02 To Thomas Church
| Author | John Wesley |
|---|---|
| Type | letter |
| Year | None |
| Passage ID | jw-letter-1746-02-to-thomas-church-036 |
| Words | 356 |
‘How, then, will you vindicate all these powers’ All these are ‘declaring those are no longer of our Society.’ ‘Here is a manifest congregation. Either it belonged to the Church of England or not. If it did not, you set up a separate communion against her. And how then are you injured, in being thought to have withdrawn from her’ I have nothing to do with this. The antecedent is false: therefore the consequent falls of course. ‘If it did belong to the Church, show where the Church gave you such authority of controlling and regulating it’ Authority of putting disorderly members out of that Society The Society itself gave me that authority. ‘What private clergyman can plead her commission to be thus a judge and ordinary even in his own parish’ Any clergyman or layman, without pleading her commission, may be thus a judge and ordinary. ‘Are not these powers inherent in her governors and committed to the higher order of her clergy’ No; not the power of excluding members from a private society, unless on supposition of some such rule as ours is -- namely, ‘That if any man separate from the Church, he is no longer a member of our Society.’
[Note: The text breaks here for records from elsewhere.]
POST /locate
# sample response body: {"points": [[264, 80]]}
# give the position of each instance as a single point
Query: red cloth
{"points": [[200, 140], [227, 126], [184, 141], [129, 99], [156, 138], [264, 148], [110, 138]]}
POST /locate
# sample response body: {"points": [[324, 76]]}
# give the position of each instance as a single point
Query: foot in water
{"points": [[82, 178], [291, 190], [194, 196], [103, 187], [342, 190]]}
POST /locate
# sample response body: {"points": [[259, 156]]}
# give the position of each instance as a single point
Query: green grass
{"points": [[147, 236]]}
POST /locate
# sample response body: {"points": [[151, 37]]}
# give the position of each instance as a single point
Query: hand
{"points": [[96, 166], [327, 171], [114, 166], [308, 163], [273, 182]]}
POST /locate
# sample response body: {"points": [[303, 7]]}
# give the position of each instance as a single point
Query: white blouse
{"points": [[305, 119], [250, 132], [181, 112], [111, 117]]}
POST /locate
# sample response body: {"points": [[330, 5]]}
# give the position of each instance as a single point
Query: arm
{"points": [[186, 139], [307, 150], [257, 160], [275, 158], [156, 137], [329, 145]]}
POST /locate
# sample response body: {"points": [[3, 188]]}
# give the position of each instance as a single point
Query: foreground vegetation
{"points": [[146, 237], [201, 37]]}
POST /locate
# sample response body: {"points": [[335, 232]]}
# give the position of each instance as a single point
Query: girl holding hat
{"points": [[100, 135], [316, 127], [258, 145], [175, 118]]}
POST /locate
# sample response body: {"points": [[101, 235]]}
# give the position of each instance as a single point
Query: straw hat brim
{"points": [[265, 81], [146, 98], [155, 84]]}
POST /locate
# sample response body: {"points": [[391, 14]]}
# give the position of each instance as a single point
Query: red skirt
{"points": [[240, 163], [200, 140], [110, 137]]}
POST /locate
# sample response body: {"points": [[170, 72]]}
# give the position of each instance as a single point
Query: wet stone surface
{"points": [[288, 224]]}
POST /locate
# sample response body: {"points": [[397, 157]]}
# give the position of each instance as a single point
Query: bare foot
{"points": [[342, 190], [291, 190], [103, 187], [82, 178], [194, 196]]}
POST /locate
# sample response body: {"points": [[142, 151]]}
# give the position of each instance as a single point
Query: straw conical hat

7. But you have more proof yet: ‘The Grand Jury in Georgia found that you had called yourself Ordinary of Savannah. Nor was this fact contradicted even by those of the jury who, you say, wrote in your favor: so that it appears you have long had an inclination to be independent and uncontrolled.’ This argument ought to be good; for it is far-fetched. The plain case was this: that Grand Jury did assert that, in Mr. Causton’s hearing, I had called myself Ordinary of Savannah. The minority of the jury in their letter to the Trustees refuted the other allegations particularly; but thought this so idle an one that they did not deign to give it any farther reply than--
‘As to the eighth bill we are in doubt, as not well knowing the meaning of the word “Ordinary.” [See Journal, i. 395; and letters of Aug. 3 and 17, 1742.]